Sunday 26 March 2017

Family of man (64) beaten to death with bat tell of horror

Matthew Cummins. Photograph: James Flynn/APX
Matthew Cummins. Photograph: James Flynn/APX

Eoin Reynolds

The family of a 64-year-old man who was murdered by three men after they broke into his home has told of their shock and horror at how he died.

Relatives of Thomas 'Toddy' Dooley spoke out yesterday as the three men convicted of his murder were all handed life sentences for the crime.

James Davy arriving at Tullamore District Court. Photograph: James Flynn/APX
James Davy arriving at Tullamore District Court. Photograph: James Flynn/APX

In a statement to the Central Criminal Court, the victim's four sisters, Catherine Darby, Cora McAuley, Ann Fennessy and Rose Murphy, niece Denise Murphy and nephews John and William Murphy said they were "horrified and shocked at the cruel and heartless way" he was brutally taken from them and his family "never got the chance to say goodbye".

They said no family should go through what they suffered and that they hoped for justice. The brief statement concluded: "We hope his death was not in vain."

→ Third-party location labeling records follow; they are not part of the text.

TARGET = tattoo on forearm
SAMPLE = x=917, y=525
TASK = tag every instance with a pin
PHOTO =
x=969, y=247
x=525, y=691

Matthew Cummins (22), of Churchview Heights, Edenderry, Co Offaly, was convicted of Mr Dooley's murder in his Edenderry home on August 5 last. His co-accused, Seán Davy (22), of Clonmullen Drive, Edenderry, and James Davy (25), of Thornhill Meadows, Celbridge, Co Kildare, were convicted on August 4.

The trial heard that Mr Dooley suffered eight blows to the head with a baseball bat that smashed his skull and disfigured his face.

Seán Davy arriving at Tullamore District Court. Photograph: James Flynn/APX
Seán Davy arriving at Tullamore District Court. Photograph: James Flynn/APX

The trial was told that the three men had been drinking heavily on the night of the killing.

They were kicked out of a house party and made their way to a local 24-hour garage, where they got cups and a mixer for a bottle of vodka. Then they made the decision to go to Toddy Dooley's house.

Matthew Cummins had been in the house before and knew the 64-year-old.

Cummins climbed in a window and then opened another window to let the other two in. Mr Dooley was used to having young visitors at irregular hours and it appears he did not object.

He sat down in his armchair, opened a can of Budweiser and drank with the intruders.

The three gave different accounts of what happened next.

Matthew Cummins claimed that "out of the blue" Seán Davy walked up behind the 64-year-old and beat him on the head with the bat, before coming around the armchair to continue the beating from the front.

Seán Davy claimed that James Davy was responsible for most of the blows and that he himself struck Mr Dooley once, but "not full force". James Davy denied laying a hand on Mr Dooley, saying that Seán Davy beat him with the bat and Matthew Cummins kicked Mr Dooley but not with much force. None of the three took responsibility for the attempts to set Mr Dooley's clothes and armchair on fire.

Detective Garda Joseph Bradley told the court that all three men had previous convictions.

Matthew Cummins, he said, had 69 convictions, dating back to August 2008.

Seán Davy had seven previous convictions, including for assault and burglary, while James Davy had 21, including motoring offences and criminal damage.

Before sentencing, Ms Justice Margaret Heneghan said the murder was a "brutal, motiveless attack on this defenceless elderly man".

She first asked Cummins to stand up and sentenced him to the mandatory sentence of life imprisonment. The judge then called Seán Davy and lastly James Davy, on whom she imposed the same sentence.

She backdated all three sentences to take into account time spent in custody awaiting trial since November 24, 2014, when they were first charged.